Samedi 21 mars 2015 :
La mise en place d’un système de
propagande au niveau européen.
Il y a quelques mois, le média
EUobserver signalait l’existence d’un document informel à
l’initiative de la Grande-Bretagne, de la Lituanie, de l’Estonie
et du Danemark, appelant à doter l’UE de moyens d’informations
communs destinés à « déconstruire… la propagande hostile »
que représenteraient les médias russes dans le cadre du conflit
ukrainien.
L’affrontement du bloc américano-occidental et de
la Russie, a en effet permis de mettre à jour l’embrigadement des
grands médias occidentaux sur les sujets géopolitiques et
stratégiques et a permis à de nombreux citoyens européens à la
recherche d’une information réaliste et factuelle de s’informer
hors de la sphère d’influence américaine par le biais des grands
médias russes, comme Russia Today, qui dispose maintenant d’une
édition en langue française. La simple comparaison entre les
informations déployées à l’intérieur du bloc OTAN et celles
circulants hors de la sphère d’influence américano-occidentale,
permet effectivement de prendre conscience de la propagande de guerre
à l’oeuvre dans les médias européens et de leur manipulation de
l’information.
Le document, probablement d’origine états-unienne,
prévoyait donc la mise en place au niveau européen d’une « plate
forme permanente au sein de laquelle l’UE et l’OTAN pourraient
échanger leurs points de vue sur la communication stratégique »
et appelait les producteurs médiatiques à « encourager
les échanges entre les productions des différents pays
(divertissements, films, documentaires) afin de fournir des
alternatives compétitives à la production russe sur le marché
européen de la télévision. »
Le conseil européen des 19 et 20 mars derniers, a
adopté à cet effet une « feuille de route » concernant
la mise en place des mesures préconisées par ce document, sous la
supervision de la chef de la diplomatie européenne Federica
Mogherini, dans le but « de
superviser le nouveau programme d’envergure pour contrecarrer le
travail des médias russes. »
Cette dernière a notamment déclaré le 19 janvier
: “Nous travaillons sur la mise en place d’une stratégie de
communication pour faire face à la propagande en langue russe“.

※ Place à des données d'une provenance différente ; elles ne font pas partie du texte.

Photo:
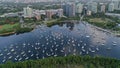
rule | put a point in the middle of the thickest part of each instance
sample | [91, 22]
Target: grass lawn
[8, 28]
[100, 20]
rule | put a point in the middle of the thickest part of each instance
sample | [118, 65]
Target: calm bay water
[59, 40]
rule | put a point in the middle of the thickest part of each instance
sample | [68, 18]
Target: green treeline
[66, 62]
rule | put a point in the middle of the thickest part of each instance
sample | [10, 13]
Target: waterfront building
[102, 8]
[93, 6]
[111, 7]
[89, 12]
[28, 12]
[60, 12]
[116, 5]
[49, 14]
[69, 9]
[79, 8]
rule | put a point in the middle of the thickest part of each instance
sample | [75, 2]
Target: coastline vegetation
[66, 62]
[103, 21]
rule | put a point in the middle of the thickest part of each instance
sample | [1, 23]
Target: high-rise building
[111, 7]
[49, 14]
[102, 8]
[60, 12]
[28, 12]
[69, 9]
[93, 6]
[79, 8]
[117, 5]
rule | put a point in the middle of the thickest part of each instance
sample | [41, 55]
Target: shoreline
[7, 34]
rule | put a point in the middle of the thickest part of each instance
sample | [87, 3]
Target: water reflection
[59, 40]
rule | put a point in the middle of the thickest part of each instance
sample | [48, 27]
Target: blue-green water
[59, 40]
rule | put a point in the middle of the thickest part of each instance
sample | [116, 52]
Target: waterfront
[59, 40]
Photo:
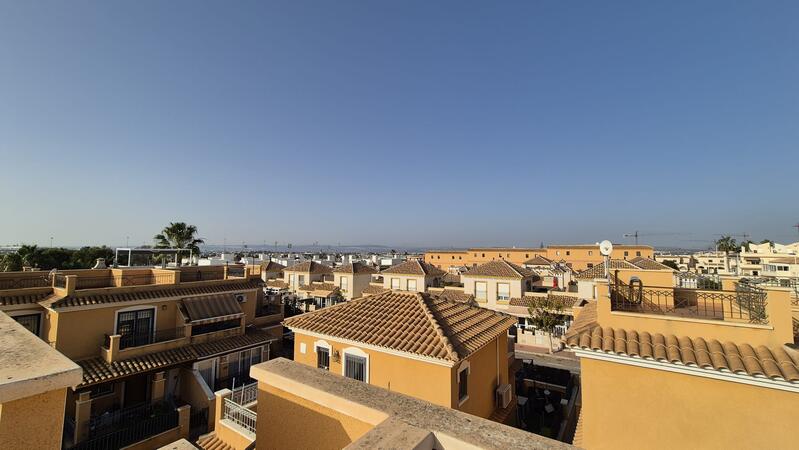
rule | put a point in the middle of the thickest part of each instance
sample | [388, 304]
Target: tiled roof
[356, 267]
[500, 269]
[538, 261]
[414, 267]
[310, 267]
[372, 289]
[455, 296]
[272, 266]
[277, 284]
[416, 323]
[129, 294]
[598, 271]
[742, 359]
[211, 308]
[566, 301]
[16, 298]
[317, 289]
[649, 264]
[97, 370]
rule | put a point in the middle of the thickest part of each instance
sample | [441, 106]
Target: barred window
[323, 358]
[355, 367]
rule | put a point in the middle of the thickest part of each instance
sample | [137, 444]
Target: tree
[11, 262]
[726, 244]
[671, 264]
[179, 235]
[546, 313]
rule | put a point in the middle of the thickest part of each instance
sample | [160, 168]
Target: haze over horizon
[446, 124]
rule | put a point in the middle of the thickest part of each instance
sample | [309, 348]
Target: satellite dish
[605, 247]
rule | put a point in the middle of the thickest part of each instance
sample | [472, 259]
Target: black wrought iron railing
[23, 283]
[128, 426]
[147, 338]
[268, 309]
[745, 304]
[692, 280]
[201, 275]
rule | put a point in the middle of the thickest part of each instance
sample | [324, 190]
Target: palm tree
[179, 235]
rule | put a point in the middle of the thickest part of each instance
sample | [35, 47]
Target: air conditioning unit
[504, 395]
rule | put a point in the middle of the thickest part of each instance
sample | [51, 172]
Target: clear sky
[426, 123]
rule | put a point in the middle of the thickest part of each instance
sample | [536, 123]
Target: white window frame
[506, 297]
[485, 291]
[465, 366]
[354, 351]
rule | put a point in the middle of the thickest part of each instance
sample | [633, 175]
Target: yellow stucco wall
[632, 407]
[301, 424]
[388, 371]
[33, 422]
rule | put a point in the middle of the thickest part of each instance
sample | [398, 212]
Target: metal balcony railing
[139, 339]
[746, 304]
[246, 394]
[241, 416]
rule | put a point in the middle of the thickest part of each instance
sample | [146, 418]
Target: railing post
[83, 412]
[159, 383]
[219, 404]
[112, 352]
[184, 416]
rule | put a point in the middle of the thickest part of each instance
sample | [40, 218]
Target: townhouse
[443, 351]
[152, 344]
[577, 256]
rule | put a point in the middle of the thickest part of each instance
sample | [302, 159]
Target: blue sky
[399, 123]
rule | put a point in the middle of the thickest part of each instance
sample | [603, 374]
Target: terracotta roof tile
[359, 268]
[649, 264]
[272, 266]
[500, 269]
[415, 323]
[17, 298]
[126, 294]
[310, 267]
[372, 289]
[742, 359]
[415, 267]
[598, 271]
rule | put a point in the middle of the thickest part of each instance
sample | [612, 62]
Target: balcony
[747, 304]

A cet effet, il est prévu de lancer un grand média
en langue russe destiné à promouvoir la vision atlantiste dans la
sphère d’influence de la Russie et à contrer Russia Today, sur le
modèle des anciens médias opérés par la CIA du temps de la guerre
froide, comme Radio Liberty ou Radio Free Europe. Le
document, qui n’a pas été rendu public et serait classé
« secret défense », mais dont certains éléments ont
fuité, invite également les journalistes d’investigation à se
rapprocher de structures telle que la European Endowment for
Democracy, opérée par la CIA.
Russia Today, en tant que premier média
international russe, est la cible privilégiée de cette campagne. En
Grande-Bretagne, l’Office of communications, la structure de
régulation des médias, a formulé en décembre un avertissement à
Russia Today en
menaçant de lui retirer sa licence si la chaîne ne tenait pas
compte de ses remarques.
En début d’année, le rédacteur en chef du
quotidien américain The Economist, Edward Lucas, a qualifié
les employés de Russia Today « d’excentriques et de
propagandistes » et a appelé à leur boycott. Il
a notamment affirmé : « Quiconque déposera son CV sur
mon bureau et que je vois que cette personne a travaillé chez
RT ou Sputnik ou quelque choses comme ça, alors ce CV sera jeté à
la poubelle. Nous devons être capables d’humilier
ces chaînes, ces personnes et les personnes qui les ont
nommés, les producteurs qui les ont lancés et de les repousser
en marge du monde des médias pour qu’on ne les considère plus
comme de vrais journalistes ou de vraies chaînes mais comme des
excentriques et des propagandistes. »
Un premier pas dans la mise en place d’une
stratégie européenne de propagande de masse vient d’être
effectué avec la
signature d’une alliance entre sept grands quotidiens nationaux
qui comprend Le Figaro, pour la France, La Republica pour l’Italie,
El Pais pour l’Espagne, Le Soir pour la Belgique, La Tribune de
Genève et Tages-Anzeiger pour la Suisse, et qui sera dirigée par
Javier Moreno, ancien directeur de la rédaction d’El País.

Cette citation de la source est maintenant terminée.